Colleges examine the former Soviet Union's enormous influence over global economic, political, social and environmental developments
(Feb. 10, 2004) GENEVA, N.Y.– A Russian winter carnival–including bonfires, snow sculpting, food, music and dancing–will set the mood for an intensive investigation into the former Soviet Union's continuing impact worldwide.
The symposium, “Aftershocks: How the Soviet Collapse is Reshaping the World,” takes place Tuesday, Feb. 24, on the Hobart and William Smith campus. Four experts will present discussions on issues ranging from finances to ethnic conflict.
Nancy Ries presents “Coping with Violence in Conditions of Social Upheaval,” focusing on the effects of poverty, crime and the mafia on contemporary Russian life. Ries is director of the Peace Studies Program and associate professor of anthropology at Colgate University, and the author of the Heldt Prize-winning book “Russian Talk: Culture and Conversation During Perestroika.” Her lecture is at 10:20 a.m. in the Geneva Room.

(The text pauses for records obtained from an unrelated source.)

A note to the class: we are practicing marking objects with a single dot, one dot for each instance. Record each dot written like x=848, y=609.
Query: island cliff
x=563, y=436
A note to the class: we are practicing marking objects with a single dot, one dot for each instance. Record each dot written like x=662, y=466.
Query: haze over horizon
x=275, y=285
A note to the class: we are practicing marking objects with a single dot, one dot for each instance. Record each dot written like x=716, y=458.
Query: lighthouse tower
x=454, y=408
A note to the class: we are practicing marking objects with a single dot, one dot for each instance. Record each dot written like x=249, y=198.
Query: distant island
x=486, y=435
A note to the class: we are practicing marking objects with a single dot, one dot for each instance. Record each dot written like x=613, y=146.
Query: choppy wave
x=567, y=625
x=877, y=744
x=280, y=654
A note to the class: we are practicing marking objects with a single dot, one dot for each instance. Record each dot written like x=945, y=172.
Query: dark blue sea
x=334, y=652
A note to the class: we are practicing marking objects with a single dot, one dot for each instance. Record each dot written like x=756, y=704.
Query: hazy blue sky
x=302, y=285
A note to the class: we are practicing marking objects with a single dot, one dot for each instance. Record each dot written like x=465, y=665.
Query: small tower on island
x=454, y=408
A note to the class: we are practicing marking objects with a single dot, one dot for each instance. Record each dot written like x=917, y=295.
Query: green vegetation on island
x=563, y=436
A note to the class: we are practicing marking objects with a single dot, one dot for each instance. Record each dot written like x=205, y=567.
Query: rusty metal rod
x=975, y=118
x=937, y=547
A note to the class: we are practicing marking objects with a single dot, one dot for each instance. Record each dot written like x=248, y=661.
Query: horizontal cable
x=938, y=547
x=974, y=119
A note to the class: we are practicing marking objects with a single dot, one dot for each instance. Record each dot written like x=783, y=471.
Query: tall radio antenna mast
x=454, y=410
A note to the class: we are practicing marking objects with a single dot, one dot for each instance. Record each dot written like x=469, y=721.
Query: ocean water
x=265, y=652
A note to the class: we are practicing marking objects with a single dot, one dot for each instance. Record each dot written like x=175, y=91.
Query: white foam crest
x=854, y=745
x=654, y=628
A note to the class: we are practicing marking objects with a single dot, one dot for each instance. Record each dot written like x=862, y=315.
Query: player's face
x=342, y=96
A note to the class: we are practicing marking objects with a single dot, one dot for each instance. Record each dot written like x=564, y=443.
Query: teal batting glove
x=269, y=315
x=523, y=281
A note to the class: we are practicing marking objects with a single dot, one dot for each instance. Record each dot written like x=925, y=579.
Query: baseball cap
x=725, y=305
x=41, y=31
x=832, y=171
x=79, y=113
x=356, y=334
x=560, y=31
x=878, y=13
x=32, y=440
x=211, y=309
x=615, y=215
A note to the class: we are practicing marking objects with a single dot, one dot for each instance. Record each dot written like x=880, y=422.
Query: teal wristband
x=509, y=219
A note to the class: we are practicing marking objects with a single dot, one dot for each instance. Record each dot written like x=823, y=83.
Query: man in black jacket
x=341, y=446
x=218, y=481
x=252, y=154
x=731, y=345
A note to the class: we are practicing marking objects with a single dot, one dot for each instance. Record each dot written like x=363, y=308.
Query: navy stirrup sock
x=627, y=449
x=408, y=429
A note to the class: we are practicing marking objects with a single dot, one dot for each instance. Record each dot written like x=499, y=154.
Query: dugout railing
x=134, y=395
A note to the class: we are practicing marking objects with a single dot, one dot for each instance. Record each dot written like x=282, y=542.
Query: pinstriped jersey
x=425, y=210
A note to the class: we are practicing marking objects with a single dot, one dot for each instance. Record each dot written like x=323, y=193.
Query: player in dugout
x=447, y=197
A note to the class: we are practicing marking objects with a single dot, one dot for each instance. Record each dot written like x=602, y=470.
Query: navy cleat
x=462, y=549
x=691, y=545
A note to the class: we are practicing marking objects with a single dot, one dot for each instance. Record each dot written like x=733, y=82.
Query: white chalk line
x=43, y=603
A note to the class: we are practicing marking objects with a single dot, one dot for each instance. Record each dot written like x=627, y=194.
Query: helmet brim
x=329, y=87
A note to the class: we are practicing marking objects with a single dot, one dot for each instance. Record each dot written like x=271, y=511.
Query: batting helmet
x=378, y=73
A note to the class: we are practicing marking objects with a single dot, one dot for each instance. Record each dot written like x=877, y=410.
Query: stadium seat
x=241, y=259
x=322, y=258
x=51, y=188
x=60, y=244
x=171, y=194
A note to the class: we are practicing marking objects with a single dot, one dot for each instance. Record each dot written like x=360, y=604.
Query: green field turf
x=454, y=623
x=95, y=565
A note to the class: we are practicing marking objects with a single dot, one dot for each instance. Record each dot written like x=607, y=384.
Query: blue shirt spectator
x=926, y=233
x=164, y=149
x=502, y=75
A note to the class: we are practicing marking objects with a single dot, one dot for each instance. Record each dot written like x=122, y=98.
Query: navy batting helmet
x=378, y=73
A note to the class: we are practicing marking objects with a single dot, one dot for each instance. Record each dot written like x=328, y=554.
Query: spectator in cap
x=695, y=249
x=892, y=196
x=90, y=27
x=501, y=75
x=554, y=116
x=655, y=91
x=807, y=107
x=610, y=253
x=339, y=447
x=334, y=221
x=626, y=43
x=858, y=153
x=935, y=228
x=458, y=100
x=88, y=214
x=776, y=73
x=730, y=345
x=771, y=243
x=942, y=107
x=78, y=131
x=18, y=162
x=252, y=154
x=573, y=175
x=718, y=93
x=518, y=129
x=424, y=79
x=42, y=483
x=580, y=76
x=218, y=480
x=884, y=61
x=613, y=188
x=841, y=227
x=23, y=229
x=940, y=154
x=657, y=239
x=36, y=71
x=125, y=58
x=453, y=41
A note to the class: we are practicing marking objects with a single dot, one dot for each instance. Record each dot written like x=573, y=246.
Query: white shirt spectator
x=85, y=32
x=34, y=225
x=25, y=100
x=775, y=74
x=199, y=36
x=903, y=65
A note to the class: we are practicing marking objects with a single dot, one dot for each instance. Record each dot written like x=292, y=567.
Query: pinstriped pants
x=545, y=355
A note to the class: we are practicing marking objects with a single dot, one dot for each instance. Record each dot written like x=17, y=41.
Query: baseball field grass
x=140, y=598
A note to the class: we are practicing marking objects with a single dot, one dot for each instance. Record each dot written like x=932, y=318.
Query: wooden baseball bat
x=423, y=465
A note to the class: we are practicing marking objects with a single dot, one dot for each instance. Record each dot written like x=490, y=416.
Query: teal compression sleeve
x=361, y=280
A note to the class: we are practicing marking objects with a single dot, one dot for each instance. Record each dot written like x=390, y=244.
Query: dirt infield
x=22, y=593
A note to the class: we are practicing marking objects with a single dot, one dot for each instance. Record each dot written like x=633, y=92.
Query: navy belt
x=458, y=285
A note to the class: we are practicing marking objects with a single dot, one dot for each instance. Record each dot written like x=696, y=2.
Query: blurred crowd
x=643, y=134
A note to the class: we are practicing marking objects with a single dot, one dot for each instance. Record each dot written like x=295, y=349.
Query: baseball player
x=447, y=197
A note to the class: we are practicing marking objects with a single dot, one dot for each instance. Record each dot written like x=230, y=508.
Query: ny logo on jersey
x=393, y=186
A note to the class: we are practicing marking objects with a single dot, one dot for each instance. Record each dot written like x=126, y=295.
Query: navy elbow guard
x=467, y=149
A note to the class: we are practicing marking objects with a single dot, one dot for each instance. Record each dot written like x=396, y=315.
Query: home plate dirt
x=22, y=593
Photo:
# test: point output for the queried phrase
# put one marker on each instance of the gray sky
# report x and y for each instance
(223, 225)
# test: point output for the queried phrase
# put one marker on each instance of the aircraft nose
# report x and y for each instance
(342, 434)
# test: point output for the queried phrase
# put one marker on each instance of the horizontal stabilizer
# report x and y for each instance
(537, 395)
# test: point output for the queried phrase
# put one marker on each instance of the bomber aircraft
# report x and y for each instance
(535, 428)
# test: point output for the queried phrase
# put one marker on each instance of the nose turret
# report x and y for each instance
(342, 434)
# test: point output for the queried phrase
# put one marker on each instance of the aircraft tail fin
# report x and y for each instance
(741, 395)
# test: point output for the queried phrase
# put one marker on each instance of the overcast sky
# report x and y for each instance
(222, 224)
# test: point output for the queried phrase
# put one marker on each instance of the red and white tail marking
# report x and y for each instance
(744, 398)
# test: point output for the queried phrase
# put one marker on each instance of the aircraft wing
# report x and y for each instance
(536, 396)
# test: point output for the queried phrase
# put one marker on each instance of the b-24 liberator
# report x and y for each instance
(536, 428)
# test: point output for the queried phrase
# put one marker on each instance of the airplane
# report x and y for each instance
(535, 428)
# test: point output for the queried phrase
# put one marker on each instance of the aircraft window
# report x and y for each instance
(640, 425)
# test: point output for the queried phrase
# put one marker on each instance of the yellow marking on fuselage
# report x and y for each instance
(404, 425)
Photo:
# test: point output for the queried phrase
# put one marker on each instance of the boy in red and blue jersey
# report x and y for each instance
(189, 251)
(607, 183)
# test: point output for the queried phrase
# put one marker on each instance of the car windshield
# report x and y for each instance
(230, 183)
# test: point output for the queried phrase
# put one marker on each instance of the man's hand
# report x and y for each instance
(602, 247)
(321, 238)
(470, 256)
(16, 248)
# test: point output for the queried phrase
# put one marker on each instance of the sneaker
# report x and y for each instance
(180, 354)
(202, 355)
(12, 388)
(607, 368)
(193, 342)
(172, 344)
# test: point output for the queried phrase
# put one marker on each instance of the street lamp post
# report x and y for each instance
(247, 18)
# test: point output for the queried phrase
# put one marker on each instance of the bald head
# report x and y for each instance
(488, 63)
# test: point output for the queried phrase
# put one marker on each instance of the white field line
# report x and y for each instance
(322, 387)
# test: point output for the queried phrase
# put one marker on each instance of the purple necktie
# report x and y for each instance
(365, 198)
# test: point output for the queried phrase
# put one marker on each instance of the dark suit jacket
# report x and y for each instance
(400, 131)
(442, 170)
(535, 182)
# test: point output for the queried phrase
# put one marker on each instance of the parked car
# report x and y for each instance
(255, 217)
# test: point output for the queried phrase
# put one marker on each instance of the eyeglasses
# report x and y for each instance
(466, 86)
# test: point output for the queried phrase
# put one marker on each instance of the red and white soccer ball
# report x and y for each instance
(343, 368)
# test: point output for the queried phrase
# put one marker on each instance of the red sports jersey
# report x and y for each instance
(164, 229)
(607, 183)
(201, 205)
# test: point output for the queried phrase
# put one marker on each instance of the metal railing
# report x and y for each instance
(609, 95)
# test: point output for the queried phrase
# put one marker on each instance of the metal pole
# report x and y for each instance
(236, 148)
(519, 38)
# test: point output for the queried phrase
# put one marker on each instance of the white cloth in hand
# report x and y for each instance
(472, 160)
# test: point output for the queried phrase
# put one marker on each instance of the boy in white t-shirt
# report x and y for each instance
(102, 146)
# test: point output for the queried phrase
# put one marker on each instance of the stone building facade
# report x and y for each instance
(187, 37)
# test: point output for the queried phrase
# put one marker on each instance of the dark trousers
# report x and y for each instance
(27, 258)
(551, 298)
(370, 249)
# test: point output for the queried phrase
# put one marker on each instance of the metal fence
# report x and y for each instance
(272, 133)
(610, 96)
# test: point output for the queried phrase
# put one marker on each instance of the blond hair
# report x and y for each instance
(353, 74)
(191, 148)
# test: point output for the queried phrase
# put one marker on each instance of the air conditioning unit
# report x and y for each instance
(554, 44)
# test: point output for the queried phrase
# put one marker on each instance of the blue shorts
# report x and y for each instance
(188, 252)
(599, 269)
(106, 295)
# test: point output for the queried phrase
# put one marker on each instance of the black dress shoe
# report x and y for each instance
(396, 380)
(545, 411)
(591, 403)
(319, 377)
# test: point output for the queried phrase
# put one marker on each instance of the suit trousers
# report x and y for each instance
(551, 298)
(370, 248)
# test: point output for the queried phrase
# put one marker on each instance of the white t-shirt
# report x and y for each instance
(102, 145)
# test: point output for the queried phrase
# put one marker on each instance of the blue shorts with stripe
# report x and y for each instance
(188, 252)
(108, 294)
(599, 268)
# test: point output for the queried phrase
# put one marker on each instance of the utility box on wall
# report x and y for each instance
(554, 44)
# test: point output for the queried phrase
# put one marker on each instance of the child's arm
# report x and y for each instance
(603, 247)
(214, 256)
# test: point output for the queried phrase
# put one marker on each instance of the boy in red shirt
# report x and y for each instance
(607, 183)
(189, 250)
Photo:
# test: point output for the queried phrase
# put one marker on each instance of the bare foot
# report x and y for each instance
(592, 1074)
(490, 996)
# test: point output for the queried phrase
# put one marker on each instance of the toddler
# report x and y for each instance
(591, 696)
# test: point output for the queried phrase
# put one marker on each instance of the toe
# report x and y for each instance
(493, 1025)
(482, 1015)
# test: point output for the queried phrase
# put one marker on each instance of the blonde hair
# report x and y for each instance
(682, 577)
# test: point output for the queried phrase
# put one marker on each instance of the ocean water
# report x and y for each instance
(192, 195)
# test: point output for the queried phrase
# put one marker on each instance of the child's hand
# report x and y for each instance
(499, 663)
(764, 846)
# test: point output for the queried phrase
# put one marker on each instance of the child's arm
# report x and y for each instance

At noon, in the Faculty Dining Room of the Scandling Center, Christine Loomis presents “Fostering Financial Markets and Entrepreneurship in Russia.” She will discuss her work with businesses and high-growth entrepreneurs. Loomis was senior vice president and director of the Bank Partner Program of the U.S.-Russia Investment Fund in Moscow from 1996 until 2002. She is a member of the Professional Advisory Council of the Harriman Institute at Columbia University.
Georgi Derluguian, assistant professor of sociology and international studies at Northwestern University, is a world-systems theorist with extensive research experience in Africa, the Caucuses, and Central Asia. His work deals with the way political transformation affects ethnic and global conflict, in the former Soviet Union and around the world. Derluguian will present “Soviet Collapse, Ethnic Conflict and Implications for Third World Development” at 1:30 p.m. in Albright Auditorium.
The concluding lecturer is world renowned journalist and author Ahmed Rashid. Rashid covers Pakistan, Afghanistan and Central Asia for the Wall Street Journal and London's Daily Telegraph. He is the author of the national best-seller “Taliban,” and most recently, “Jihad.” Rashid's talk, “Post 9/11 Power Rivalry in Central Asia and the War on Terrorism,” begins at 7:30 p.m. in Albright Auditorium.
Two student panels also have been organized: “Russian Environmental Issues: Aral Sea, Lake Baikal, and Limits on Agriculture” at 8:45 a.m. in Coxe Hall, Room 8; and “Old and New Religious Issues in Russia: Tolerance, the State, and Marginal Religiosity” at 3 p.m. in the Fisher Center.